In its motion, the appellee argued that the parenthetical itself was the “additional argument.” The appellant countered that the parentheticals are a part of the citation. The Supreme Court — somewhat surprisingly — denied the motion. The takeaway from this case is not that counsel should feel free to insert parentheticals in a notice of relevant authority. Rather, counsel should not risk the court’s ire or otherwise encourage an adversary to file a motion to strike.
Supplementation with new evidence
In addition to citing new authority, counsel can try to supplement briefs by citing new evidence that is not part of the record. For example, counsel may try to introduce a trial exhibit used in a court outside Ohio in a case that is similar to the case before the Supreme Court.
That is essentially what an amicus party did in the recent case, Neuro-Communication Services Inc., etc., v. The Cincinnati Insurance Company et al.. There, the amicus party filed a notice of supplemental authority — that consisted of an exhibit not part of the record — or in the alternative, moved to admit “newly discovered evidence.” Another amicus party moved to strike the filing; the court granted the motion.
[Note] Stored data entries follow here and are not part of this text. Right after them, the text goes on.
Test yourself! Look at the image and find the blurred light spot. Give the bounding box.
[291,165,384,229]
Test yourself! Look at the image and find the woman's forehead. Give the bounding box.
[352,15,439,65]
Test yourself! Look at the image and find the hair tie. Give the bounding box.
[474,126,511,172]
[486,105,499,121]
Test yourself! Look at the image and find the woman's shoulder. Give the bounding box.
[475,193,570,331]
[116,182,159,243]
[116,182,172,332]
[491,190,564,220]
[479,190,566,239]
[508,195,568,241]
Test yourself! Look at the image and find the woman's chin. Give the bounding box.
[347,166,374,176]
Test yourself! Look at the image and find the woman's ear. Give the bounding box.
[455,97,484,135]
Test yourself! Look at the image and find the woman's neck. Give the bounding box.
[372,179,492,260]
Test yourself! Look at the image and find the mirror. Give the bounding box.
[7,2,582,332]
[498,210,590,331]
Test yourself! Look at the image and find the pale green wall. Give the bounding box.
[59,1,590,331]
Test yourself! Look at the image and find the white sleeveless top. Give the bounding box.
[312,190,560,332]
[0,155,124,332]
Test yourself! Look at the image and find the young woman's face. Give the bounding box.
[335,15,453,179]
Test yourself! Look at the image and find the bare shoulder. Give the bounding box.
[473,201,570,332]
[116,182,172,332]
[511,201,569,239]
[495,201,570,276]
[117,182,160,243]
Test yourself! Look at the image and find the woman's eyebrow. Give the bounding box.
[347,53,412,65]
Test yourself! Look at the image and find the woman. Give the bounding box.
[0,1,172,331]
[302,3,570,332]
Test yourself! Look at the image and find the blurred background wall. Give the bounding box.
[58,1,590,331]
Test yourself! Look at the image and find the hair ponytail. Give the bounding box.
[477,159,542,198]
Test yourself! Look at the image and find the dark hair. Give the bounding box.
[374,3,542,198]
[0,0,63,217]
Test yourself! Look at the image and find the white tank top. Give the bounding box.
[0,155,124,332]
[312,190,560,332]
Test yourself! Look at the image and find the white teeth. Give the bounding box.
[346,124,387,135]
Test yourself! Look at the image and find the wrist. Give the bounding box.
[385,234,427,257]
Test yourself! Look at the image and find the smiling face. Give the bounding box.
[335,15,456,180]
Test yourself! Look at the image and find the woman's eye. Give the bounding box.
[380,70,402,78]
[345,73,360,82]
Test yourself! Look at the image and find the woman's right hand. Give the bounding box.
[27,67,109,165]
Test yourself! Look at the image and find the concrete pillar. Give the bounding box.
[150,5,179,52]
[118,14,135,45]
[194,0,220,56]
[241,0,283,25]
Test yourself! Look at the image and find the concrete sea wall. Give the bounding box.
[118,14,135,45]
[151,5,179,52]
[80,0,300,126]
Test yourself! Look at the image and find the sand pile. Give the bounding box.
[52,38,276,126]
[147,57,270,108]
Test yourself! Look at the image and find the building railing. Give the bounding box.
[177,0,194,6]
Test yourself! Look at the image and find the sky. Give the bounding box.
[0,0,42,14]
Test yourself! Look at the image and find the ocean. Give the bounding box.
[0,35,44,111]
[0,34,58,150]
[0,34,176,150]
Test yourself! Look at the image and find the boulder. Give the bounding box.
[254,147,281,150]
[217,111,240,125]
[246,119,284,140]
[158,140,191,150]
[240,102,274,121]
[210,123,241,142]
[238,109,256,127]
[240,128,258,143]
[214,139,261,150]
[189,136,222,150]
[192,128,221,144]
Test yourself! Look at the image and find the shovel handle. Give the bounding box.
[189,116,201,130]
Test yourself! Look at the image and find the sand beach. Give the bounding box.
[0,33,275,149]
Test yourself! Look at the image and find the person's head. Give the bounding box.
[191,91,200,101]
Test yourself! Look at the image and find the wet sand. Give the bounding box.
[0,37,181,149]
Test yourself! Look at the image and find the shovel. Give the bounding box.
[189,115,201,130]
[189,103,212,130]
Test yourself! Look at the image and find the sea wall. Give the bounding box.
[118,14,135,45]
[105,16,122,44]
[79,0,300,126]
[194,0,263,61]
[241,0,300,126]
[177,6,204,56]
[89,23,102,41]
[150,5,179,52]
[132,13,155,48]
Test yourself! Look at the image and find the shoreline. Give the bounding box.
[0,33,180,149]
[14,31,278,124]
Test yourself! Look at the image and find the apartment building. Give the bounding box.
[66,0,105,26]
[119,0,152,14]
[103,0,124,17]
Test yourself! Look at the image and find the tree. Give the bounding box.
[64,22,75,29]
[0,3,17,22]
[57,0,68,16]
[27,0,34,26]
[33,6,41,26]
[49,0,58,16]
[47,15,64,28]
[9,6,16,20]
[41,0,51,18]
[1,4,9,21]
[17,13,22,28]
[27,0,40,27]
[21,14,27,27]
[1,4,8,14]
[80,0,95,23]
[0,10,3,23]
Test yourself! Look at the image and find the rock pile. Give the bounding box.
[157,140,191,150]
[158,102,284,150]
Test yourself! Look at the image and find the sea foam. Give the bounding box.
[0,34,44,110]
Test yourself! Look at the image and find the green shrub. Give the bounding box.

While the court did not set forth its reasoning, the ruling is by no means surprising because appellate courts typically do not consider matters outside the trial-court record. The Supreme Court, in fact, describes the components of a “record” in S.Ct.Prac.R. 11.03(B)(2). Of course, counsel should always protect their client’s interests when making these important decisions, but know that a submission will likely trigger another motion to strike.
To file, or not to file
This sometimes begs the larger question: Does zealous counsel file something that might be stricken, knowing the court is likely to review it anyway? Or, does counsel know that their reputation (and understanding of the applicable rules) is likely to be considered in the court’s evaluation on the merits?
Counsel may, from time to time, feel the urge to say one more thing after filing the brief. But the rules constrain in many (surprising) ways, and should be observed — not flouted.